Russia will hold a much smaller Victory Day ceremony in Moscow on May 9, 2026, with the signature display of military hardware removed from Red Square and no cadets from elite academies participating. The Defense Ministry said the decision reflects the current operational situation, and the Kremlin’s press secretary cited a threat from Ukraine as a reason for omitting vehicles and heavy equipment from the event.
Several regions have gone further and canceled public celebrations altogether. Nizhny Novgorod, Saratov, Chuvashia and Kaluga will not host parades, and cities including Voronezh, Kursk, Bryansk and Belgorod have called off fireworks.
St. Petersburg will also scale back its commemoration. Local reporting says there will be no restored T-34 tank on Palace Square, and only a single tribune will be erected, seating roughly 300 people. Invitations have been extended to veterans of the so called Special Military Operation.
Outside observers point to two main explanations. Markus Reisner, a military historian at the Theresian Military Academy in Austria, argues that recent drone strikes on Russian territory demonstrate Ukraine’s growing capacity to hit targets deep inside western Russia, increasing the risk of any high-profile, static display. Reisner also notes a more prosaic constraint: much of the equipment normally showcased in parades is currently committed to frontline duties, and the logistics of moving vehicles back and forth would impose a disproportionate burden.
Military analyst Jan Matveyev takes a related view but emphasizes political calculation. He says Russian forces technically have sufficient tanks, armored vehicles and artillery to stage a conventional parade, but the Kremlin is wary of making military hardware highly visible given the risks of attack and the potential domestic fallout from showing weapons associated with a faltering conflict. Matveyev adds that Russia’s air defenses have so far intercepted many incoming drones, but defenses are not infallible, and even a few penetrations would undermine the event.

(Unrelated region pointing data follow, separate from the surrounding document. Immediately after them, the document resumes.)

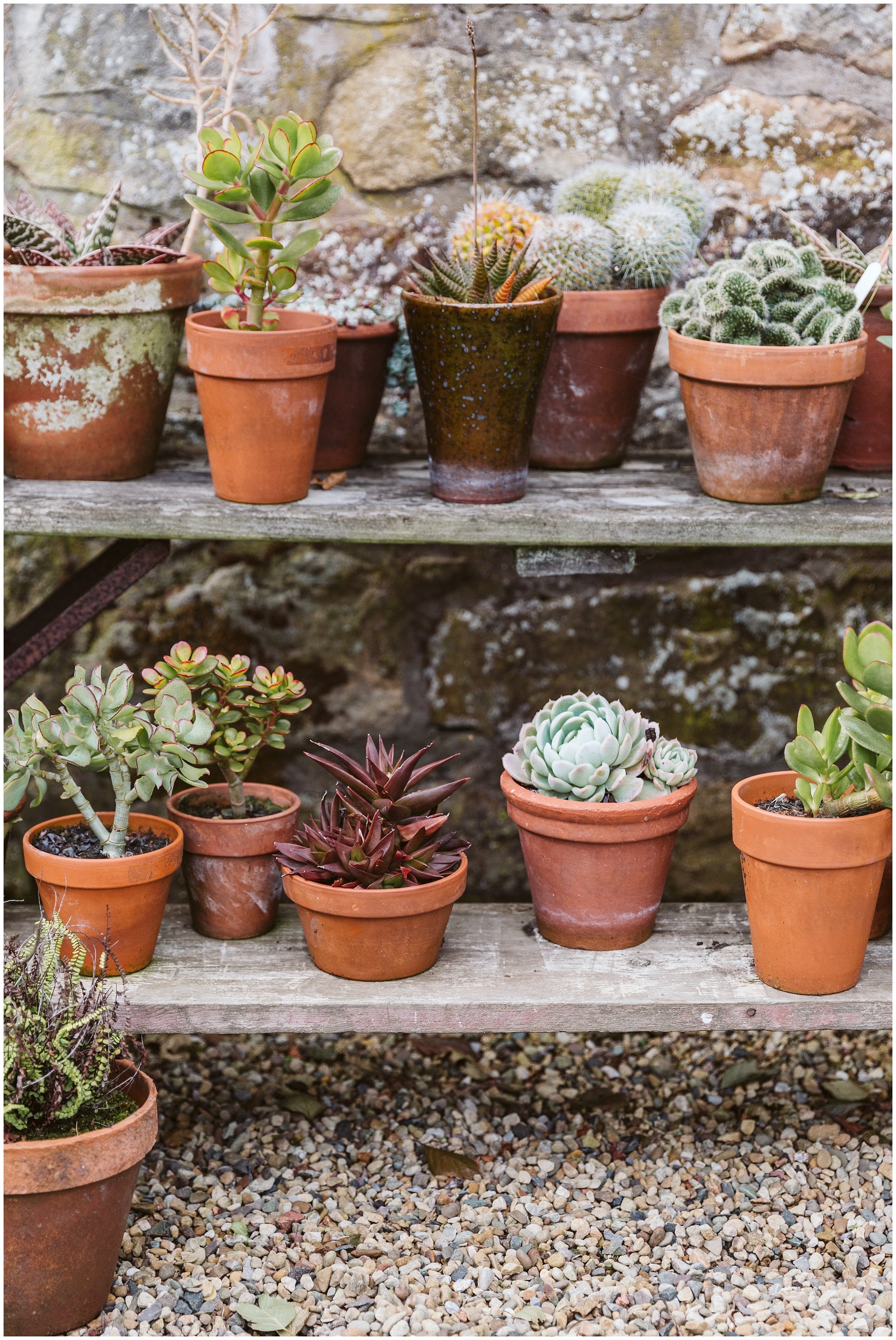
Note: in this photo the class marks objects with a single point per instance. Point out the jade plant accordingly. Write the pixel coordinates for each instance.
(848, 766)
(100, 729)
(585, 748)
(283, 177)
(247, 712)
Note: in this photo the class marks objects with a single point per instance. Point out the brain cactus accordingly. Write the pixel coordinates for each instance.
(578, 250)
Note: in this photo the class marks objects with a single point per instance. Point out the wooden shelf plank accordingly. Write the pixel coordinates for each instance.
(494, 975)
(643, 504)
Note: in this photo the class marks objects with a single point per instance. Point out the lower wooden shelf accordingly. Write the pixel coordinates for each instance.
(495, 975)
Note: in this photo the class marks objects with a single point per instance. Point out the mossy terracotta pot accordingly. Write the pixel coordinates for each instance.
(90, 354)
(232, 877)
(480, 370)
(811, 887)
(66, 1205)
(595, 378)
(376, 934)
(354, 393)
(764, 421)
(596, 871)
(128, 894)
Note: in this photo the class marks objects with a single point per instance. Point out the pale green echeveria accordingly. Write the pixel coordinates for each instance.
(583, 748)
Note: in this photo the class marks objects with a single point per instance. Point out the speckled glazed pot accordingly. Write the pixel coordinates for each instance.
(480, 370)
(90, 354)
(66, 1205)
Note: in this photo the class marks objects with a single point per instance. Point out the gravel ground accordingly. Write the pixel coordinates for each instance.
(626, 1185)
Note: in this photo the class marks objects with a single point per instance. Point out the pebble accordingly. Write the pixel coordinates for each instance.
(621, 1188)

Historians place the decision in a longer context. Post-Soviet Victory Day parades largely follow ceremonial patterns inherited from Soviet mass events. Under Boris Yeltsin the May 9 parade was not yet a fixed national ritual, but from the mid 1990s onward it was woven into state commemoration and political messaging. Foreign attendance used to be a prominent element; in 2005, for example, leaders from Europe, the United States and China joined the Kremlin celebration. Over time, however, the focus shifted inward, toward projecting normality and control at home.
Political scientist Ivan Fomin says Victory Day commemorations remain a central instrument of the Kremlin’s memory politics, underpinning regime legitimacy by linking contemporary authority to the Soviet victory in World War II. That explains why the parade is being held even in reduced form: it sustains familiar rhythms of state ritual and a sense of continuity.
Fomin does not expect the scaled-back format to cause a major drop in President Vladimir Putin’s approval ratings, but he suggests it may be read as another sign that the state is struggling to maintain ordinary life amid wartime disruptions. He also warns that Kremlin statements blaming Ukraine for the change could be interpreted in two ways by Russians: as an admission that the authorities cannot fully guarantee safety in the capital, or as fuel for anti-Ukrainian sentiment by portraying disruptions to public ritual as caused by an external adversary.
Observers note a possible longer-term effect on public interest. For many viewers, the parade’s draw has been the display of equipment; without that element some citizens may be less inclined to watch or attend in future years.
The Kremlin’s decision reflects a mix of security concerns, resource constraints and political calculation. Whether framed as a response to an external threat or as a consequence of stretched military logistics, the change underscores how the ongoing conflict and related domestic pressures are reshaping a central state ceremony that has long symbolized continuity and authority in Russia.
This article was originally written in Russian.